ECLI:NL:HR:2006:AV1612

Hoge Raad

Datum uitspraak
28 maart 2006
Publicatiedatum
4 april 2013
Zaaknummer
00902/05
Instantie
Hoge Raad
Type
Uitspraak
Rechtsgebied
Strafrecht
Procedures
  • Cassatie
Rechters
Vindplaatsen
  • Rechtspraak.nl
AI samenvatting door LexboostAutomatisch gegenereerd

Verwerping van het beroep in cassatie wegens te late indiening van het appel

In deze zaak gaat het om een beroep in cassatie tegen een arrest van het Gerechtshof te 's-Gravenhage, gewezen op 22 november 2004. De verdachte, geboren in 1957 en ten tijde van de betekening gedetineerd in Detentiecentrum Roermond, had te laat appel ingesteld. Het Hof behandelde de zaak zonder in te gaan op de overschrijding van de appeltermijn. De Hoge Raad heeft in deze zaak niet ambtshalve ingegrepen, ondanks dat de termijn voor het indienen van het appel was overschreden. De verdediging, vertegenwoordigd door mr. G.P. Hamer en mr. B.P. de Boer, heeft middelen van cassatie voorgesteld, die aan het arrest zijn gehecht. De Advocaat-Generaal Vellinga heeft geconcludeerd tot verwerping van het beroep. De Hoge Raad heeft de middelen beoordeeld en geconcludeerd dat deze niet tot cassatie kunnen leiden.

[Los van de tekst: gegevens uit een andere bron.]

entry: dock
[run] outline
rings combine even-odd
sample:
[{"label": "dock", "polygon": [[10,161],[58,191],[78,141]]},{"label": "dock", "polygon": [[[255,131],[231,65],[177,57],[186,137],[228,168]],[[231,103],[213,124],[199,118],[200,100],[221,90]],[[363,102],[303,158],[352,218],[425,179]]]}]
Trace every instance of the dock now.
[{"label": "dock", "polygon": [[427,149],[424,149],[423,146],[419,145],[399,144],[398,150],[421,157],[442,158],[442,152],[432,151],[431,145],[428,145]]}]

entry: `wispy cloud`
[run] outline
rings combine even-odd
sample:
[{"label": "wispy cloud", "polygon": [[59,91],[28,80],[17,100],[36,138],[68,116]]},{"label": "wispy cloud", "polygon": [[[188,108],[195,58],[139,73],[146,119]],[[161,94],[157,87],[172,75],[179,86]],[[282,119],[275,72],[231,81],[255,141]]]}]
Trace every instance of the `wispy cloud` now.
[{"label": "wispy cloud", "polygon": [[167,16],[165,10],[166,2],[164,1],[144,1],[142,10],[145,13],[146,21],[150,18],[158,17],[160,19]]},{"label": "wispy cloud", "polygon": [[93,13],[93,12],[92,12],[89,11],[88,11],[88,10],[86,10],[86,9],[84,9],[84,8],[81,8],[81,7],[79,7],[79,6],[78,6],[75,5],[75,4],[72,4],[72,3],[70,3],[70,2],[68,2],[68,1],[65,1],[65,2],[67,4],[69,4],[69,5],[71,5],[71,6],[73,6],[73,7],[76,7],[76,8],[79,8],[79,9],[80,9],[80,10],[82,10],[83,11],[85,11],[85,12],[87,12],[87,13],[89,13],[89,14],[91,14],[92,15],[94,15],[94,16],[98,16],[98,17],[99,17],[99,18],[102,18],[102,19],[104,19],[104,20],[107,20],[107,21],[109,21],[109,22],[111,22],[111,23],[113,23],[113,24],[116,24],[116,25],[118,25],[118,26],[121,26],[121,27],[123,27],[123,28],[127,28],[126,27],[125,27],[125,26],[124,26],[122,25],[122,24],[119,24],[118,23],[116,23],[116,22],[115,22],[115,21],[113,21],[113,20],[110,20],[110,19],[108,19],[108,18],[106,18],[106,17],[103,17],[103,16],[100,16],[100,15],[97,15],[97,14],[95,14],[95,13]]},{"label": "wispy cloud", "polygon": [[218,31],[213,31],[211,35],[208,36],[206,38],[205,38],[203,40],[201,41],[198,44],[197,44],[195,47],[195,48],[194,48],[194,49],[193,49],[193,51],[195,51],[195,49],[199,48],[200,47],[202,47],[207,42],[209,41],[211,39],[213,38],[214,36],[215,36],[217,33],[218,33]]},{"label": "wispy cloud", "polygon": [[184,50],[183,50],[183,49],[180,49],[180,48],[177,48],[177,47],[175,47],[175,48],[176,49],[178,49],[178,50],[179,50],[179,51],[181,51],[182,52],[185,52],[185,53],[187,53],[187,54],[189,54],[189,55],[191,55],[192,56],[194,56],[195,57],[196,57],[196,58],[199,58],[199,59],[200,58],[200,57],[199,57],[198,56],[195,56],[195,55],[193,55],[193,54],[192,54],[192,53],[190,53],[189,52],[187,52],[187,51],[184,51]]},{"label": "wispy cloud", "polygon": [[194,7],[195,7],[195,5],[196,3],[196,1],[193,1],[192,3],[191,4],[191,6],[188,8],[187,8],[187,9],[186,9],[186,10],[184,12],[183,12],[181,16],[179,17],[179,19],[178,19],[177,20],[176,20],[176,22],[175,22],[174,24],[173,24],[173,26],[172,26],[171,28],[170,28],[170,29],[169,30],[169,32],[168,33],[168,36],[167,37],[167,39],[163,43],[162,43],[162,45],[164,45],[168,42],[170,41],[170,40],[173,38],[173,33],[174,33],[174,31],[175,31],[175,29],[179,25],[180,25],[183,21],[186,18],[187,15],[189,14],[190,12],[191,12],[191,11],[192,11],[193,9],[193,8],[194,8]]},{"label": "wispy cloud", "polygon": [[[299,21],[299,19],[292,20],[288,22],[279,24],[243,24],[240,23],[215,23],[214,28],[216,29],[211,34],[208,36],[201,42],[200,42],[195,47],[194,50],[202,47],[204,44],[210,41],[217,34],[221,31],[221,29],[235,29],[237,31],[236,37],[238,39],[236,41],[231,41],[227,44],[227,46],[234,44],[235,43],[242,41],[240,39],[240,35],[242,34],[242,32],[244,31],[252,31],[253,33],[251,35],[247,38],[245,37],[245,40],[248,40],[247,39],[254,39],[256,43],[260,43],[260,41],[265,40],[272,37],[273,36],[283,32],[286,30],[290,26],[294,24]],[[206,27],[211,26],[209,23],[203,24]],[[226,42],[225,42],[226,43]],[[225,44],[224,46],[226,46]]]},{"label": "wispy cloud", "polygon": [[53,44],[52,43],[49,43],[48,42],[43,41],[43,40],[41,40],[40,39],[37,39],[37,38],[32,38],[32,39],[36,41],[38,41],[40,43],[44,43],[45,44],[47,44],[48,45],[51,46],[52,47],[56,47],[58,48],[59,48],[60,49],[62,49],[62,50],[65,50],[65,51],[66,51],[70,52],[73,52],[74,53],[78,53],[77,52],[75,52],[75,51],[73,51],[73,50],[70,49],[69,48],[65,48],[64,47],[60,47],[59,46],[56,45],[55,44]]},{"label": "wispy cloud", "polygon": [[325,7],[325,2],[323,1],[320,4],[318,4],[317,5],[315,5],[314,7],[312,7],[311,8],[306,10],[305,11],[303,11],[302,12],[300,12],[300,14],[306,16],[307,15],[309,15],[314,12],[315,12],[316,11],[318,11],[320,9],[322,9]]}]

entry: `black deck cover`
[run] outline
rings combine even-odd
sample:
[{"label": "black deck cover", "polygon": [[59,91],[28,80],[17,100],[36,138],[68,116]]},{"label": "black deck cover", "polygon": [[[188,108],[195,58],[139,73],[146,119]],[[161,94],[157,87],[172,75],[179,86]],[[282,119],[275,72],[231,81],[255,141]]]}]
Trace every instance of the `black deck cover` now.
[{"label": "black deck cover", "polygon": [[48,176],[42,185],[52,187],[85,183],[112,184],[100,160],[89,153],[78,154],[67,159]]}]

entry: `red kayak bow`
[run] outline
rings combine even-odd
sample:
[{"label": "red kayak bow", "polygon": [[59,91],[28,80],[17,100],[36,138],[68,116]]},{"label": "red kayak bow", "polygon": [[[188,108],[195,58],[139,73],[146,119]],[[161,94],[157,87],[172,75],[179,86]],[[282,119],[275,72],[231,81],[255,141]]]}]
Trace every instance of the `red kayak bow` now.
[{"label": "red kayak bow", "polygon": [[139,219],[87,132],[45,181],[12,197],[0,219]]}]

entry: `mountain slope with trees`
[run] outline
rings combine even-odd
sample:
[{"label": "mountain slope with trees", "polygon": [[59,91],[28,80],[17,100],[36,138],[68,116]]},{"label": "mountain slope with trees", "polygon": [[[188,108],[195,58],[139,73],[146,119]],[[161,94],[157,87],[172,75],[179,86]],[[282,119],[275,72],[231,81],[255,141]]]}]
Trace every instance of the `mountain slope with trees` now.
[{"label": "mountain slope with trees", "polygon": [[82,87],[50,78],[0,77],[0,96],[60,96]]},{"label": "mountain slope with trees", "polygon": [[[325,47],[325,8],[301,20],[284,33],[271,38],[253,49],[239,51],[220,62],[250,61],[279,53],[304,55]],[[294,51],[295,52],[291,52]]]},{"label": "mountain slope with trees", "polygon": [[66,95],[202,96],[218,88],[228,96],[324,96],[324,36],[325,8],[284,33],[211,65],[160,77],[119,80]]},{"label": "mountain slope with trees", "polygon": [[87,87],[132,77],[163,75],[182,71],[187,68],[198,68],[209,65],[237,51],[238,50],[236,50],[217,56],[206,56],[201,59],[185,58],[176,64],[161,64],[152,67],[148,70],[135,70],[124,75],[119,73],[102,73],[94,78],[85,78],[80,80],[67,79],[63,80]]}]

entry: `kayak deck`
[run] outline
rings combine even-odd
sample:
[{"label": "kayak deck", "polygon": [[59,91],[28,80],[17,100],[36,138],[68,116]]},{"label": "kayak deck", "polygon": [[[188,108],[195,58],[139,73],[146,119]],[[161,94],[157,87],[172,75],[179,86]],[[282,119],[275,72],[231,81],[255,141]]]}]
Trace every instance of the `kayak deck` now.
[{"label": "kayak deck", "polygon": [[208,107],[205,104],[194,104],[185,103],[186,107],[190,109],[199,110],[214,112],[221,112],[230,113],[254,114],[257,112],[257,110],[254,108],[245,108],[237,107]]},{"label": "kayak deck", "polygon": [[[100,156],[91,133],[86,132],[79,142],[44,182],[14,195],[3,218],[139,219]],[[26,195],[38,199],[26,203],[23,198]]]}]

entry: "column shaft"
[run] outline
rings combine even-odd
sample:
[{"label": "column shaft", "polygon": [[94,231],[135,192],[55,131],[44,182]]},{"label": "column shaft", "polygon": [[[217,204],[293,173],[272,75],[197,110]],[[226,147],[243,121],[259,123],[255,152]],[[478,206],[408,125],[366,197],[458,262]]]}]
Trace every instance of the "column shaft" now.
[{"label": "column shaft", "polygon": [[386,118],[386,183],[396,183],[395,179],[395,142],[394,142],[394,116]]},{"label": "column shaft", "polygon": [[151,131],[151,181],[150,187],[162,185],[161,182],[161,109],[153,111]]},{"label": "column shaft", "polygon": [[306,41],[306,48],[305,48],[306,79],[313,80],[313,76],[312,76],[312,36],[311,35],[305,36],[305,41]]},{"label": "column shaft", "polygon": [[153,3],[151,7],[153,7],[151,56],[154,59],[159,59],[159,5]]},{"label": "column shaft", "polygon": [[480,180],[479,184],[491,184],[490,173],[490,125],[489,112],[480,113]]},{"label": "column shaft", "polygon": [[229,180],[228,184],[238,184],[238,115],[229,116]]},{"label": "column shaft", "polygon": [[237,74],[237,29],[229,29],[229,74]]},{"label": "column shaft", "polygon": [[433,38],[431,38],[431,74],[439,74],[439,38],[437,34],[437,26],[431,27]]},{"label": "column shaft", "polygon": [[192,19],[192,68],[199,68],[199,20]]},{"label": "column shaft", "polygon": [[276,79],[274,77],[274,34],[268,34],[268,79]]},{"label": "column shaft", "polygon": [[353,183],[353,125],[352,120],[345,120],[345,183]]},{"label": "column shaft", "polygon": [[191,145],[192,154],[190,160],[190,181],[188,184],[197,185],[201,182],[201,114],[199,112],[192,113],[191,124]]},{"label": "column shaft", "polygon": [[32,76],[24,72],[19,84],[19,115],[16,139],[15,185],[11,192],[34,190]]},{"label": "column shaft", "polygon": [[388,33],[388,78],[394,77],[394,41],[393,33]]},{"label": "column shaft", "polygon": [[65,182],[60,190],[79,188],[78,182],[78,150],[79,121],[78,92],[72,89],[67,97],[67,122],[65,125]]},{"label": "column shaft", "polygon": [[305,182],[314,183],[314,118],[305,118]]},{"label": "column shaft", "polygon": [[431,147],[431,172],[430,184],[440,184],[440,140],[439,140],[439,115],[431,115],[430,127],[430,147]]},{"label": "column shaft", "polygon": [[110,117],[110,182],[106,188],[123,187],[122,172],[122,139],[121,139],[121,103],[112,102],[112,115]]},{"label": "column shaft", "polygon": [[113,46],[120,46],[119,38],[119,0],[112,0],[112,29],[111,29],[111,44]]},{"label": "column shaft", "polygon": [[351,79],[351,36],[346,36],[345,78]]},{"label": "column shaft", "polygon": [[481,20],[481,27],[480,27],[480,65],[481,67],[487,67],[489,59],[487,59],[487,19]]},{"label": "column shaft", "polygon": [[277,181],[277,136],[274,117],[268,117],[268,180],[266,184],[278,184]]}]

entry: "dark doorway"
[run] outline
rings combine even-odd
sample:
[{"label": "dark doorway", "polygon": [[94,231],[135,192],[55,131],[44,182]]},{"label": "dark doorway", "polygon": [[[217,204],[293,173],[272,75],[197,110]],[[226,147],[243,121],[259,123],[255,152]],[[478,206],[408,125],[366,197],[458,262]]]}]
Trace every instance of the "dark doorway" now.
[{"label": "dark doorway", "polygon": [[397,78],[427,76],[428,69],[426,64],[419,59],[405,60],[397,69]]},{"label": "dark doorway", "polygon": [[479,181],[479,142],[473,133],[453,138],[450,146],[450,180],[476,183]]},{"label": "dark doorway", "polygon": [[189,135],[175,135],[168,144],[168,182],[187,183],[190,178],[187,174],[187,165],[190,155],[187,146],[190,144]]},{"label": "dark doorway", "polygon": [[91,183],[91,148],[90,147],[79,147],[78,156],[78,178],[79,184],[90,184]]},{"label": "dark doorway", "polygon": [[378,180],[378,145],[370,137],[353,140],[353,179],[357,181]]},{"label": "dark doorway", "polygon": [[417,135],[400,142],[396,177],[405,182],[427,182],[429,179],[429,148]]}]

Volgens artikel 81 RO behoeft dit geen nadere motivering, aangezien de middelen niet nopen tot beantwoording van rechtsvragen in het belang van de rechtseenheid of de rechtsontwikkeling. Uiteindelijk heeft de Hoge Raad het beroep verworpen, omdat er geen gronden aanwezig waren voor vernietiging van de bestreden uitspraak. Het arrest is uitgesproken op 28 maart 2006 door de vice-president en twee raadsheren, in aanwezigheid van de waarnemend griffier.

Uitspraak

28 maart 2006
Strafkamer
nr. 00902/05
PB/AM
Hoge Raad der Nederlanden
Arrest
op het beroep in cassatie tegen een bij verstek gewezen arrest van het Gerechtshof te 's-Gravenhage van 22 november 2004, nummer 22/000903-04, in de strafzaak tegen:
[verdachte], geboren te [geboorteplaats] op [geboortedatum] 1957, ten tijde van de betekening van de aanzegging gedetineerd in Detentiecentrum Roermond.
1. Geding in cassatie
Het beroep is ingesteld door de verdachte. Namens deze hebben mr. G.P. Hamer en mr. B.P. de Boer, beiden advocaat te Amsterdam, bij schriftuur middelen van cassatie voorgesteld. De schriftuur is aan dit arrest gehecht en maakt daarvan deel uit.
De Advocaat-Generaal Vellinga heeft geconcludeerd tot verwerping van het beroep.
2. Beoordeling van de middelen
De middelen kunnen niet tot cassatie leiden. Dat behoeft, gezien art. 81 RO, geen nadere motivering nu de middelen niet nopen tot beantwoording van rechtsvragen in het belang van de rechtseenheid of de rechtsontwikkeling.
3. Slotsom
Nu geen van de middelen tot cassatie kan leiden, terwijl de Hoge Raad ook geen grond aanwezig oordeelt waarop de bestreden uitspraak ambtshalve zou behoren te worden vernietigd, moet het beroep worden verworpen.
4. Beslissing
De Hoge Raad verwerpt het beroep.
Dit arrest is gewezen door de vice-president C.J.G. Bleichrodt als voorzitter, en de raadsheren J. de Hullu en H.A.G. Splinter-van Kan, in bijzijn van de waarnemend griffier J.D.M. Hart, en uitgesproken op 28 maart 2006.